The UI can present policy modes as shortcuts:

weighted: use weighted traffic splitting
fallback: use ordered primary and standby behavior

How they behave:

weighted maps to the weighted strategy if you do not set a strategy explicitly
fallback maps to priority-based-routing if you do not set a strategy explicitly

Do not plan around these as live runtime modes yet:

conditional
adaptive

Those are not active route-policy behaviors in the runtime today.

Which Policy Should I Use?¶

Choose by goal:

use simple-shuffle when the deployments are roughly equal
use weighted when you want a controlled traffic split
use priority-based-routing or fallback when one deployment should be primary
use least-busy when you are smoothing burst traffic
use latency-based-routing when end-user latency matters most
use cost-based-routing when cost matters most
use rate-limit-aware when provider limits are the problem

For most teams, one of these three is enough:

simple-shuffle
weighted
priority-based-routing

Simple Policy Examples¶

Weighted rollout:

{
  "mode": "weighted",
  "members": [
    {"deployment_id": "dep-primary", "weight": 9},
    {"deployment_id": "dep-canary", "weight": 1}
  ]
}

Primary plus standby:

{
  "mode": "fallback",
  "members": [
    {"deployment_id": "dep-primary", "priority": 0},
    {"deployment_id": "dep-standby", "priority": 1}
  ]
}

Latency-sensitive route group:

{
  "strategy": "latency-based-routing",
  "timeouts": {"global_seconds": 45},
  "retry": {"max_attempts": 1}
}

Quota-aware route group:

{
  "strategy": "rate-limit-aware"
}

Member Overrides¶

Member overrides let the group behave differently without editing the underlying deployment definition.

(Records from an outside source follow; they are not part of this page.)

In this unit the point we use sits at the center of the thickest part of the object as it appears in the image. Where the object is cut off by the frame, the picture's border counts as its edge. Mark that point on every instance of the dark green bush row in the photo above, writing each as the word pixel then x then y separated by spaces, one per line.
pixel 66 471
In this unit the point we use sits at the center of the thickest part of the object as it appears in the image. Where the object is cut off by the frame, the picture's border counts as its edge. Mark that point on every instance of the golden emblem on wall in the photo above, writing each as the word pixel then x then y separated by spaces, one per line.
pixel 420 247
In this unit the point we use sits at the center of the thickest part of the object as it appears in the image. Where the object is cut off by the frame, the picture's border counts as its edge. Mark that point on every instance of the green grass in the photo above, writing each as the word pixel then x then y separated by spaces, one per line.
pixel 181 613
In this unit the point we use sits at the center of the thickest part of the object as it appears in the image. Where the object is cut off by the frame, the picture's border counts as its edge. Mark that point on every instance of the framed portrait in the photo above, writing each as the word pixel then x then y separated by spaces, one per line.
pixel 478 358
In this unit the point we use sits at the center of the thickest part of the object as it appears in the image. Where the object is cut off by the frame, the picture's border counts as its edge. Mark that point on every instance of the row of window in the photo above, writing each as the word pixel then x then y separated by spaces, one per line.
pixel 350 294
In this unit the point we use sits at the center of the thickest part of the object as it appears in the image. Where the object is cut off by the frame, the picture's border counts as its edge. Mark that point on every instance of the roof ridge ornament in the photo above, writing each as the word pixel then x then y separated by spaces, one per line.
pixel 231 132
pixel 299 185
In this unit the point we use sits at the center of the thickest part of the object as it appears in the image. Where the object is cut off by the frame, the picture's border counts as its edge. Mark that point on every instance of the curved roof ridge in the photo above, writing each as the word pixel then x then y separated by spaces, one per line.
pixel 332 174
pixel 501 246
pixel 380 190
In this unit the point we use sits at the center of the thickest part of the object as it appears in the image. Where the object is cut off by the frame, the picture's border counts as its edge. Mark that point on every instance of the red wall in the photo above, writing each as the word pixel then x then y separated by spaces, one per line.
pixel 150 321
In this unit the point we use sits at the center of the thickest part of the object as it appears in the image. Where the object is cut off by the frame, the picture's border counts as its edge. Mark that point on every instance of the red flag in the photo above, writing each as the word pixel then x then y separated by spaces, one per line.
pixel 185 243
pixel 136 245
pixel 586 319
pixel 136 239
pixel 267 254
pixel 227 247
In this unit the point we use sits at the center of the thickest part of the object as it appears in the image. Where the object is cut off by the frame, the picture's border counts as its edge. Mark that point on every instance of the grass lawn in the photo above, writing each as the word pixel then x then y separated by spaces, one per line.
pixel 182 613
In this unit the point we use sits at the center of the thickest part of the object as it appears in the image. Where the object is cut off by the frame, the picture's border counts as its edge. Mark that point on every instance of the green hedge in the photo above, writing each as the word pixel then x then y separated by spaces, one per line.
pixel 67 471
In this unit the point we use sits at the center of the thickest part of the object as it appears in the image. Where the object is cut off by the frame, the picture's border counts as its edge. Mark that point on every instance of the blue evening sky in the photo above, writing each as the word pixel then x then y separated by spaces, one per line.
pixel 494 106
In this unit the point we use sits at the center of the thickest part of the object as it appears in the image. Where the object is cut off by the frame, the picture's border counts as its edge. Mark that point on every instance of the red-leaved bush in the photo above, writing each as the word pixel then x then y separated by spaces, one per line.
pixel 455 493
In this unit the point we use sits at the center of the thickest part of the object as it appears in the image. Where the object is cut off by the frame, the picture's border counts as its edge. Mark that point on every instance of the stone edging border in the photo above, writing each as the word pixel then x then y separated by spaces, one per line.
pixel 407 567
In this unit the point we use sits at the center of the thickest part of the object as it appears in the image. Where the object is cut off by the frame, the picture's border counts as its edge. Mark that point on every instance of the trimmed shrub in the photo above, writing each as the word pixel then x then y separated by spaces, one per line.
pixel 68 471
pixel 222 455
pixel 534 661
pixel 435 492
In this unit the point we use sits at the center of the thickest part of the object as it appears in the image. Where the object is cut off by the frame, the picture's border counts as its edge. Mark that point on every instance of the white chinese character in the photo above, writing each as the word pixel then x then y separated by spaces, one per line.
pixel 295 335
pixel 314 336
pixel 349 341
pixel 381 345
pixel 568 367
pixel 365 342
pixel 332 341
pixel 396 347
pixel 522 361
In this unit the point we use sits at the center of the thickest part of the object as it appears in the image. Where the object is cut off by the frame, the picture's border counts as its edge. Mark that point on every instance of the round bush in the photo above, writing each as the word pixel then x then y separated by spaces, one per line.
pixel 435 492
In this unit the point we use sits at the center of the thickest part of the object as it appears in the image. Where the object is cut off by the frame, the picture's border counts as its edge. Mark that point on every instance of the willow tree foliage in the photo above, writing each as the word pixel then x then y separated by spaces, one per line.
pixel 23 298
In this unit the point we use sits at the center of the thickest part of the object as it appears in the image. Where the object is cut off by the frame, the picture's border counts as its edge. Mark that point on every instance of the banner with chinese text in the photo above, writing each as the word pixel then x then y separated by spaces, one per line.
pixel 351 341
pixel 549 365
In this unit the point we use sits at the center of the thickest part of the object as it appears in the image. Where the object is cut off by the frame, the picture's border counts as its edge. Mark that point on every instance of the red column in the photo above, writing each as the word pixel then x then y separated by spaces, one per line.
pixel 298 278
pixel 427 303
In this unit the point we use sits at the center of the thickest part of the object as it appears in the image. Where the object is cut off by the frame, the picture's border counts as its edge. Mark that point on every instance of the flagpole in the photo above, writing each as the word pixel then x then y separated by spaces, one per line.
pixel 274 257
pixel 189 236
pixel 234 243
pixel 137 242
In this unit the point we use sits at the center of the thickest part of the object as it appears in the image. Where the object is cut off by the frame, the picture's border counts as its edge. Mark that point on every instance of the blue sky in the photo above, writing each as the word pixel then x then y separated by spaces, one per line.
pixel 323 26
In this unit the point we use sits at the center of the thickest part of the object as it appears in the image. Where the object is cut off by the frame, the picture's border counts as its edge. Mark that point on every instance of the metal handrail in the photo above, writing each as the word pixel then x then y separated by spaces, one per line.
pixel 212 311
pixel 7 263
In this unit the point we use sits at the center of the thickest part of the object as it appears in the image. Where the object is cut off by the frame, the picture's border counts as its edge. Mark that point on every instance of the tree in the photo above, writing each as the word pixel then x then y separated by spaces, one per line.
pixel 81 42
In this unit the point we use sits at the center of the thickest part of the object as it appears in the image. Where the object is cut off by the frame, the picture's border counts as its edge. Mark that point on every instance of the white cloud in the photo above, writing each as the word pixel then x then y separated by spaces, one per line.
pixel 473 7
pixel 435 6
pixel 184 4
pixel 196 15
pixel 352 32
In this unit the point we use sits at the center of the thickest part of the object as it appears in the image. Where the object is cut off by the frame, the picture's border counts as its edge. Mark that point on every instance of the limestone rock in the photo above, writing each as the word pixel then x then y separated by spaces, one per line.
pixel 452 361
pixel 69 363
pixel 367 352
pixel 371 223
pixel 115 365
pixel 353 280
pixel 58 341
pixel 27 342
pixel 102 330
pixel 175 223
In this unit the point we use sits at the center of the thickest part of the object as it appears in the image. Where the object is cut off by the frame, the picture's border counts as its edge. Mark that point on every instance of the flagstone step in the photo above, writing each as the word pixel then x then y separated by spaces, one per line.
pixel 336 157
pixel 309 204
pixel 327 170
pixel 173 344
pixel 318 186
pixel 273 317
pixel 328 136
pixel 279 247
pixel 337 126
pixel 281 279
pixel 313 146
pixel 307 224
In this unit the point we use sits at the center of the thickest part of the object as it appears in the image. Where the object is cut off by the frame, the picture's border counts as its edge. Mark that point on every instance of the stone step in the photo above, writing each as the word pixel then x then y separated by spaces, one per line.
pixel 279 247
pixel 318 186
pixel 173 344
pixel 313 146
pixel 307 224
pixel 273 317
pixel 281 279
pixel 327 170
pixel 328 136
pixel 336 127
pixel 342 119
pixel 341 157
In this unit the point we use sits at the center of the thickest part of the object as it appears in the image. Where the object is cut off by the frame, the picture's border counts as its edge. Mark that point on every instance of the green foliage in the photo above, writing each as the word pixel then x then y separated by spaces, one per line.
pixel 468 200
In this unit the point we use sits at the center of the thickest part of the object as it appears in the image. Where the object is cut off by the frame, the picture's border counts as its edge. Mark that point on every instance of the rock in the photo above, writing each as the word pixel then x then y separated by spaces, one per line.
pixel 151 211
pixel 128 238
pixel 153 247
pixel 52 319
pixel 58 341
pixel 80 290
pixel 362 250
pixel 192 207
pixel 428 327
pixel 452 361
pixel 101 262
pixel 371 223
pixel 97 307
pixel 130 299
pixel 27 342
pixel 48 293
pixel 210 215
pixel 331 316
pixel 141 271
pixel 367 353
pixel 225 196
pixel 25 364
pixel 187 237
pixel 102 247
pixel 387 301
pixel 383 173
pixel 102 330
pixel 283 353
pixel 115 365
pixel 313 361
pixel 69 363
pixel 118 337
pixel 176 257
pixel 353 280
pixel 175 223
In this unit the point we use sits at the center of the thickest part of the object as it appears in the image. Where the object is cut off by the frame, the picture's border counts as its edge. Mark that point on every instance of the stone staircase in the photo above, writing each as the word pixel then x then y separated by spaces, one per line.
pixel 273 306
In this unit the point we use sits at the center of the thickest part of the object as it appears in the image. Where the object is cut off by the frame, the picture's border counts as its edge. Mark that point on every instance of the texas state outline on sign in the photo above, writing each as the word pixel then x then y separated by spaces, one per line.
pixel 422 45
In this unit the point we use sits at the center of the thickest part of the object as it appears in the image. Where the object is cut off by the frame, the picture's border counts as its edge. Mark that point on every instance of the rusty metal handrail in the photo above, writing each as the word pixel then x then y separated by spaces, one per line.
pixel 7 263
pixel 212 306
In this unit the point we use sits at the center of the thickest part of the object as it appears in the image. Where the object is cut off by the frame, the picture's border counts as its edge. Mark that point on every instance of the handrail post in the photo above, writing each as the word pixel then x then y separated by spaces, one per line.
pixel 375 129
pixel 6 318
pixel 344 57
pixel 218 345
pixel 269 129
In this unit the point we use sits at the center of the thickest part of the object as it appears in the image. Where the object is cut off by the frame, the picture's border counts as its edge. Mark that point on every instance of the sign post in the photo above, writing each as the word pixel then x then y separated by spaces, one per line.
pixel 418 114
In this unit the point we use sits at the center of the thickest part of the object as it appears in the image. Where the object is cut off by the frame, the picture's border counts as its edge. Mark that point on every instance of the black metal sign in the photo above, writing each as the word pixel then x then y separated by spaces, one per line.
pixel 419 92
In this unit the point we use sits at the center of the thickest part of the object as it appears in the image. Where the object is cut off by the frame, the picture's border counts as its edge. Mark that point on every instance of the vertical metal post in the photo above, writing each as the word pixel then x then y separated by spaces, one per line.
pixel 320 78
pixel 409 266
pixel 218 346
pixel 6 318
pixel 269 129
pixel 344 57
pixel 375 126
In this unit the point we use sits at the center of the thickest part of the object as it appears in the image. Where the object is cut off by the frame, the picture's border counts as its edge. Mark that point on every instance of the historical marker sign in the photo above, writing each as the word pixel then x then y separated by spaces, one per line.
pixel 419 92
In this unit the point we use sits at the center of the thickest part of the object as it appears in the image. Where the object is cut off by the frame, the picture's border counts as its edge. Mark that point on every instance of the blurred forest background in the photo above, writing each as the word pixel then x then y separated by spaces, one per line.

enabled: take a member out of rotation without removing it
weight: change traffic share for weighted
priority: control order for priority-based-routing or fallback

Good Operating Pattern¶

Use this workflow:

Create the route group and add members
Start with simple-shuffle or weighted
Simulate before publishing policy changes
Publish only after the selection summary looks right
Check /health/deployments and /health/fallback-events after rollout

The simulation view is especially useful for:

checking weighted splits
confirming fallback order
confirming prompt-derived tag routing

Prompt Binding¶

Prompt binding belongs on the route group because the group decides where a prompt is applied.

That means:

Prompt Registry defines the prompt template and its versions
Route Groups decide which prompt is active for live traffic

If a prompt is bound, the usage example on the page should include the variables needed to call it correctly.

The backend exposes route-group endpoints for:

listing and editing groups
managing group members
reading and publishing routing policy
validating and simulating policy changes

See Admin Endpoints for the route-group API reference.